Digital art creator algorithm website

DE3 does a pretty good job with “realistic photo of Ahsoka Tano dancing with x” (though it often tries to show them as action figures with seams at the joints).

Am I the only one offended by the snail shells with concentric rings rather than a spiral?

Sometimes you get spirals.

They finally get hands looking half decent (sometimes) and now it’s snail shells holding AI back.

Continuing to play around with Bing/Dall-E 3 when I can find a prompt that doesn’t get censored. Was doing that yesterday when a bumped Discworld thread inspired me to try “Tiffany Aching in Discworld”. As I mentioned in my first post on DE3, each set of images has a distinct style/content that isn’t in other sets. It is clear that ChatGTP must be adding additional descriptions to each prompt behind the scenes without informing you. (In the last set of images on the bottom right I tried “Tiffany Aching in Discworld not holding a frying pan”.)

Other Discworld tests:

Night Café evidently doesn’t know what an Assaultron is but it certainly got the setting right.
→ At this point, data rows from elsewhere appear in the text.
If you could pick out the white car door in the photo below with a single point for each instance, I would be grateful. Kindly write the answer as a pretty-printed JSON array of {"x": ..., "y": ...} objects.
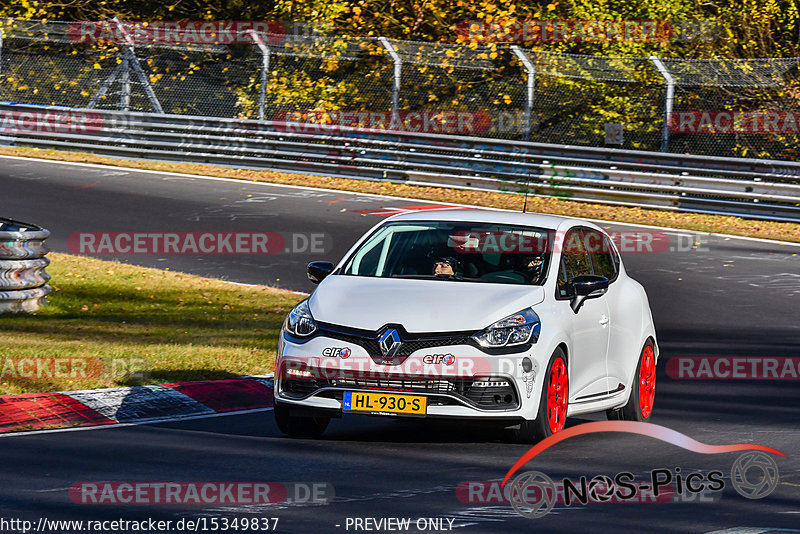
[{"x": 588, "y": 373}]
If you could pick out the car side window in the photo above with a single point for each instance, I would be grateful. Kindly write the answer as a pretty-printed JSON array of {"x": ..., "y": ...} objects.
[
  {"x": 575, "y": 261},
  {"x": 601, "y": 252}
]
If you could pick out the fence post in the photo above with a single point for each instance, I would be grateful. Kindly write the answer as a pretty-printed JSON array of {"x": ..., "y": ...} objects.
[
  {"x": 125, "y": 80},
  {"x": 670, "y": 81},
  {"x": 530, "y": 68},
  {"x": 398, "y": 72},
  {"x": 132, "y": 62},
  {"x": 262, "y": 91}
]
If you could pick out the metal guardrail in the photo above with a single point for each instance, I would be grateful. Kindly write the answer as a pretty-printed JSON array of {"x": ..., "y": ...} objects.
[
  {"x": 734, "y": 186},
  {"x": 23, "y": 279}
]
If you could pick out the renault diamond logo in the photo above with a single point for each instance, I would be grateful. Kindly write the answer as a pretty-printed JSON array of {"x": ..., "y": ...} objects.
[{"x": 389, "y": 343}]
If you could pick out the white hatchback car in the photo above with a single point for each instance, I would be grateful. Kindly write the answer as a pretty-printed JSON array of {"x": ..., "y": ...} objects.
[{"x": 516, "y": 318}]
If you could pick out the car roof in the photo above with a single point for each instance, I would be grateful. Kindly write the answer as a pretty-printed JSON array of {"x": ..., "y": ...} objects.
[{"x": 553, "y": 222}]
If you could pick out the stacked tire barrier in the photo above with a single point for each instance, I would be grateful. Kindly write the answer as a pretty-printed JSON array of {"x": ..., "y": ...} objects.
[{"x": 23, "y": 279}]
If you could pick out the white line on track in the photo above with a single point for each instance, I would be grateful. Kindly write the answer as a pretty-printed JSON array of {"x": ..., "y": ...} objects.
[{"x": 372, "y": 195}]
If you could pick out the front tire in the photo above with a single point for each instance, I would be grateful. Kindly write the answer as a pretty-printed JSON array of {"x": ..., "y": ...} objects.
[
  {"x": 299, "y": 427},
  {"x": 643, "y": 392},
  {"x": 552, "y": 415}
]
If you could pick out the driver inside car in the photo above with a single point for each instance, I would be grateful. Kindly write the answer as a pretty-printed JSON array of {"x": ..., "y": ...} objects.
[
  {"x": 446, "y": 267},
  {"x": 532, "y": 266}
]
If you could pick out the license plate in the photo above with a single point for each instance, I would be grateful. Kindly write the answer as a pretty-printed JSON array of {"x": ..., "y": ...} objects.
[{"x": 385, "y": 403}]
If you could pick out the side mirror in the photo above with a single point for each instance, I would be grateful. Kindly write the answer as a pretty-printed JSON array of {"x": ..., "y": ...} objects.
[
  {"x": 318, "y": 270},
  {"x": 587, "y": 286}
]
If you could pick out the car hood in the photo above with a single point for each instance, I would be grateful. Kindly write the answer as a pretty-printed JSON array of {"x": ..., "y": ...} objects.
[{"x": 418, "y": 305}]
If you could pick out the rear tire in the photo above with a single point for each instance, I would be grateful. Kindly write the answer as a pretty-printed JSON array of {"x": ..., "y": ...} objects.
[
  {"x": 643, "y": 390},
  {"x": 299, "y": 427},
  {"x": 552, "y": 415}
]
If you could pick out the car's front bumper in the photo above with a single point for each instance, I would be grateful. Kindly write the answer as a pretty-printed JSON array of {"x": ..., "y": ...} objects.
[{"x": 459, "y": 380}]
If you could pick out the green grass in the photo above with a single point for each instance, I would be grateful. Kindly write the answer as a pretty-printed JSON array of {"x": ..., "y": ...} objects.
[{"x": 112, "y": 324}]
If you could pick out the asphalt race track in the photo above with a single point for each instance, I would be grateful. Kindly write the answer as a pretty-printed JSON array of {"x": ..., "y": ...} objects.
[{"x": 727, "y": 297}]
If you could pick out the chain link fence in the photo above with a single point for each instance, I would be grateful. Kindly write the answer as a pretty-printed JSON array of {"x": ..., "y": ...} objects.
[{"x": 724, "y": 107}]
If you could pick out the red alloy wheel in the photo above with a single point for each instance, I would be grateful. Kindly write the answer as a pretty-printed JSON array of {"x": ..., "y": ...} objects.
[
  {"x": 557, "y": 391},
  {"x": 647, "y": 381}
]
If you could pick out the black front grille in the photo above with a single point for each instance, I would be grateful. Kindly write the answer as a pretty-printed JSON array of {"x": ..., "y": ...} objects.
[
  {"x": 369, "y": 341},
  {"x": 486, "y": 395}
]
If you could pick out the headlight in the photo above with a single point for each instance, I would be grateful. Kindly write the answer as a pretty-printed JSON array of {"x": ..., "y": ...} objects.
[
  {"x": 517, "y": 329},
  {"x": 300, "y": 322}
]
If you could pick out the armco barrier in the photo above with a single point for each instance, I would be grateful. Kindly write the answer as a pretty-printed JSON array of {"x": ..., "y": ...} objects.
[
  {"x": 734, "y": 186},
  {"x": 23, "y": 279}
]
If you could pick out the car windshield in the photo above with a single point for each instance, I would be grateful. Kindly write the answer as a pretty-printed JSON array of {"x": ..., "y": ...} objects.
[{"x": 454, "y": 251}]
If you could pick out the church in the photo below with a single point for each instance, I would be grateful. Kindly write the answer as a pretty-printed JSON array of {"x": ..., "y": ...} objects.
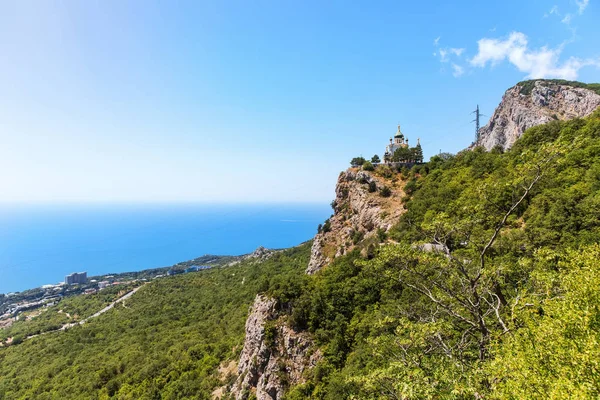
[{"x": 397, "y": 142}]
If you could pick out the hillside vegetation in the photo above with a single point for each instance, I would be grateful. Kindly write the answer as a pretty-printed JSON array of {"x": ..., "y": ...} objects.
[
  {"x": 504, "y": 304},
  {"x": 507, "y": 307},
  {"x": 166, "y": 342},
  {"x": 527, "y": 86}
]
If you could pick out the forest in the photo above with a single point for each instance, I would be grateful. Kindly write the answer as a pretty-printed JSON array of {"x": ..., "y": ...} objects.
[{"x": 506, "y": 305}]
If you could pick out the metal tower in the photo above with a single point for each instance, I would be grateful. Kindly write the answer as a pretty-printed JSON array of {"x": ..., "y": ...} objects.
[{"x": 476, "y": 120}]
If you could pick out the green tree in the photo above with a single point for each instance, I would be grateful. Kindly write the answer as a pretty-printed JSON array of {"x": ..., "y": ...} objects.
[
  {"x": 417, "y": 153},
  {"x": 367, "y": 166},
  {"x": 402, "y": 154},
  {"x": 357, "y": 161}
]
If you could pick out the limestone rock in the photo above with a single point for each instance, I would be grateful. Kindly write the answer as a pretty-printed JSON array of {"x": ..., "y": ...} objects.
[
  {"x": 356, "y": 210},
  {"x": 519, "y": 111},
  {"x": 267, "y": 369}
]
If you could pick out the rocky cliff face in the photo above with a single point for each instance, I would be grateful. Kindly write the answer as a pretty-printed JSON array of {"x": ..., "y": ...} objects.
[
  {"x": 359, "y": 213},
  {"x": 274, "y": 356},
  {"x": 533, "y": 103}
]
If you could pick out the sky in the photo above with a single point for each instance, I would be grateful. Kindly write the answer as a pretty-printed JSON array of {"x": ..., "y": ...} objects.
[{"x": 256, "y": 101}]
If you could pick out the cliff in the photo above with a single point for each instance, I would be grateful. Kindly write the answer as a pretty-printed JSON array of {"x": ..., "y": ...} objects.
[
  {"x": 358, "y": 214},
  {"x": 532, "y": 103},
  {"x": 274, "y": 356}
]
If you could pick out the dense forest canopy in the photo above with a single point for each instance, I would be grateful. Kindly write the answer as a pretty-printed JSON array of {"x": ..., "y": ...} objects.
[{"x": 505, "y": 306}]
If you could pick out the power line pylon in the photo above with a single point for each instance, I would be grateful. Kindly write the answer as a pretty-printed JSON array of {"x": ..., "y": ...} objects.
[{"x": 476, "y": 120}]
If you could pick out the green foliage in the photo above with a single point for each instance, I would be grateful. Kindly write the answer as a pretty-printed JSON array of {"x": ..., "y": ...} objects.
[
  {"x": 167, "y": 341},
  {"x": 486, "y": 288},
  {"x": 372, "y": 186},
  {"x": 509, "y": 308},
  {"x": 357, "y": 161},
  {"x": 553, "y": 351},
  {"x": 385, "y": 192},
  {"x": 527, "y": 86}
]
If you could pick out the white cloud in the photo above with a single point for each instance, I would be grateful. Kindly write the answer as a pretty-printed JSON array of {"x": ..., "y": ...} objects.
[
  {"x": 553, "y": 10},
  {"x": 582, "y": 4},
  {"x": 537, "y": 63},
  {"x": 443, "y": 55},
  {"x": 457, "y": 70}
]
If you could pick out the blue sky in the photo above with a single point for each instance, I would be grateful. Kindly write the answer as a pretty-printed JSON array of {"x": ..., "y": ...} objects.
[{"x": 263, "y": 101}]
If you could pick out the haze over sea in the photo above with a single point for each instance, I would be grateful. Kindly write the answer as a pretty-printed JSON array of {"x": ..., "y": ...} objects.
[{"x": 40, "y": 244}]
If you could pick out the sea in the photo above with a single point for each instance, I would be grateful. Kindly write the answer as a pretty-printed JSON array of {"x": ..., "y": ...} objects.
[{"x": 40, "y": 244}]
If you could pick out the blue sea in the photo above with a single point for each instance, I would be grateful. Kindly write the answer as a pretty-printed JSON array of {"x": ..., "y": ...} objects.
[{"x": 41, "y": 244}]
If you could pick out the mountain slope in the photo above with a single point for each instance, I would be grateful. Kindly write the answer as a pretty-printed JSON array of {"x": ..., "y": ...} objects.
[{"x": 536, "y": 102}]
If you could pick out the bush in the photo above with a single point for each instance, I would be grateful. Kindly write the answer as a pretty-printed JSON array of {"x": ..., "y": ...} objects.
[
  {"x": 357, "y": 236},
  {"x": 357, "y": 161},
  {"x": 367, "y": 166}
]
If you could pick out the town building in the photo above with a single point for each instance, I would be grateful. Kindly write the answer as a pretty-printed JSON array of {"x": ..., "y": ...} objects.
[{"x": 76, "y": 278}]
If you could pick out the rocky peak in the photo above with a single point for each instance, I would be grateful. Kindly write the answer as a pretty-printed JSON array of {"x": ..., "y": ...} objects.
[
  {"x": 358, "y": 214},
  {"x": 532, "y": 103},
  {"x": 268, "y": 366}
]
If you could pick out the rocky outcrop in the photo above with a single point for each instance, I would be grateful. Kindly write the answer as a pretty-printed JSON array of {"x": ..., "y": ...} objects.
[
  {"x": 533, "y": 103},
  {"x": 358, "y": 214},
  {"x": 274, "y": 356}
]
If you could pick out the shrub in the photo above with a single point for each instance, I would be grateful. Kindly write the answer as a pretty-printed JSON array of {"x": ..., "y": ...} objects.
[
  {"x": 357, "y": 236},
  {"x": 357, "y": 161}
]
There have been a number of times I’ve asked a SD or DE version for a specific robot and got a random robot. So the systems know what class they are even if they don’t know specific details.

Well, the Librarian is pretty good, at least… but some of those are just completely clueless.

For the past couple of days I’ve been doing an insane number of images of characters doing the Say Anything pose whenever somebody occurs to me. Sometimes Bing is amazingly good at understanding the character, sometimes it is totally clueless.

Charlie Brown

Peppermint Patty

Snoopy

Woodstock

The nanny filter won’t let me do many modern real-life figures (and even trying much can result in suspension escalating to banning). Not even the generic “Pope” or “American President” without names are allowed. Dead ones seem fine, though. I’ve made Bob Ross, Elvis, Marilyn Monroe, and Stephen Hawking, for example.

Sometimes I try an abstract concept and am blown away by how well DE3 handles it. Here, for example, is anthropomorphic fingerprint:

Here is a brand new one. I love that Grumpy Cat is wearing a Grumpy Cat sweater.

Interesting to see what DALL·E 3 thinks the future holds for us. (Note: I commissioned these last week.)

Can’t see many hyoomans…

“What the world will look like 100 years from now”

Midjourney gave me a pretty accurate rendering of my 1950s era Lionel O-Gauge train set, in a hyperrealistic, cinematic/Tim Burton action scene with studio lighting, etc. Pretty much nailed the engine (that my brother still has: solid metal, very heavy). Close to how I imagined it as a kid, speeding around our Christmas tree.

“The Founding Fathers, the Beatles and the Rolling Stones riding on a train with Frank Zappa as the train conductor checking their tickets”

The latest fad is using Bing/DE3 to make comics. Here are some of mine.

A four panel comic about Charlie Brown and Yoda learning to pluck a turkey.:

A four panel comic about a man and a woman saying “transubstantiation” to each other:

A four panel comic about Charlie Brown and Garfield saying “To hell with Mondays!” To each other.:

The Mad Scientists:

I tried Peppermint Patty in SDXL and got figures that showed a vague understanding of what Peppermint Patty looks like (reddish-brown bob, shorts) but completely unlike Patty. Amusingly, one had some Schultz-esque art on her shirt so it KNOWS, it just didn’t wanna do it. I explicitly didn’t try prompting for comics or Schultz.

I also made an unconvincing off-brand Don Draper and even less convincing Les Nessman. Once again, showing a vague understanding of the character but in a “heard a story from a friend of a friend” sort of way.




DE3 is good at “vaguely like the actors playing fictional characters but you’ll only recognize them if you are told”. For example, here are “Die Hard” and “The Fonz”:

Others are more recognizable. Asking for Sherlock Holmes I very clearly got the Benadict Cumberbatch version. (Asking for Sherlock Holmes and Doctor Strange weren’t quite as good, but still obvious).

BTW, here are a couple of galleries full of many of the tries I made with the prompt. All of the name celebrities in these should be recognizable without explanation.

I’ve mentioned before where Bing seems to be secretly adding details to prompts. These current comic generations are clearly revealing prompt details being added to increase diversity that are being turned into image text.